Researchers are working on an annihilation-like method. It is well studied in the laboratory and gives initially fast kaons and pions from protons or deuterons by annihilation-like processes. They use the phrase annihilation-like since the practical evidence and use is more important for its characterization than the claim inherent in the strict nomenclature without the -like. The necessary antimatter used is concluded to be formed by oscillations of the quasi-neutrons initially formed in the ultra-dense hydrogen by laser-induced processes from spin state s = 2 to s = 1. Considerable progress in the understanding of these complex nuclear processes has been made already. Thus, a practical solution exists for the annihilation rocket drive, ejecting relativistic massive particles and not only photons.

We can compare this laser-based method with other possible propulsion using lasers.

Laser pushed solar sails have been the main known method for potential travel at significant fractions of light speed. Laser-sails have momentum transfer from photons reflecting off the sails. The lasers used for the annihilation-drive described here have pulse energy of less than half of joule. This means that the total impulse per laser shot with a million trillion photons is of the order of one billionth of joule. Laser-ablation methods can probably not give higher impulse than the laser pulse, since the velocities of the sputtered particles are caused by the photon impact.

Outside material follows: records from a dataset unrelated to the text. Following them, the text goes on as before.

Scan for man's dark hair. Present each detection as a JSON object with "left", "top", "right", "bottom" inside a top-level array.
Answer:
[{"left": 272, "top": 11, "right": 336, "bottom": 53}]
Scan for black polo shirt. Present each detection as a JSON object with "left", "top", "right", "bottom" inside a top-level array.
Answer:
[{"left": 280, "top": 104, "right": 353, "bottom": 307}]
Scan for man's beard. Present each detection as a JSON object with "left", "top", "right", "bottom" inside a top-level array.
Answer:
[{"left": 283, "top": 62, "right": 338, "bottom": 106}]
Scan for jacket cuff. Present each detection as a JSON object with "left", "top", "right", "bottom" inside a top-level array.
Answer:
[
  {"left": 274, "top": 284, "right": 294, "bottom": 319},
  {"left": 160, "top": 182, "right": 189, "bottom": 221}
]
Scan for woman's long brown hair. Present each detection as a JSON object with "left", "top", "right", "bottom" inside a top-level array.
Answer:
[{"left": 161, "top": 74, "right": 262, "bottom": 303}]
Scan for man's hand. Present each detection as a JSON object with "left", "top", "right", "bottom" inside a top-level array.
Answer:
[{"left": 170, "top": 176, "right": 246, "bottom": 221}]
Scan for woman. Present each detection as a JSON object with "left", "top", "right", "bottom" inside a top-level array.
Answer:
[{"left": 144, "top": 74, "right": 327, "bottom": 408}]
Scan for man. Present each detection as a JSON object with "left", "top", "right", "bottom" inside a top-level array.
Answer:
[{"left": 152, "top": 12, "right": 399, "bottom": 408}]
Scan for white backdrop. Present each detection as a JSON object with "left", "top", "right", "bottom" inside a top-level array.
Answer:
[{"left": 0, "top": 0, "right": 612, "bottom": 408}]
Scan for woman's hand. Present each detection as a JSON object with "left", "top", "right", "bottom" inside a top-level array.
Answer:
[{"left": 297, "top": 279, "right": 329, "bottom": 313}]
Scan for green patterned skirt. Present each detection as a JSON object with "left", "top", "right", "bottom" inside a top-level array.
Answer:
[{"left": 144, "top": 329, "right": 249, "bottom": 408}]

In the annihilation method described here, each laser pulse gives of the order of 10 trillion mesons with relativistic velocity. This gives an impulse which is up to 3000 times larger than the photon impulse. Thus, this annihilation-like method is far superior over other laser-based space propulsion methods.

Fusion processes have been the main focus of study for potential future interstellar rockets. However, the energy given to the particles ejected by a fusion process is rather small, in the first step in D + D fusion only around 3 MeV u−1. This corresponds to only 0.08 c.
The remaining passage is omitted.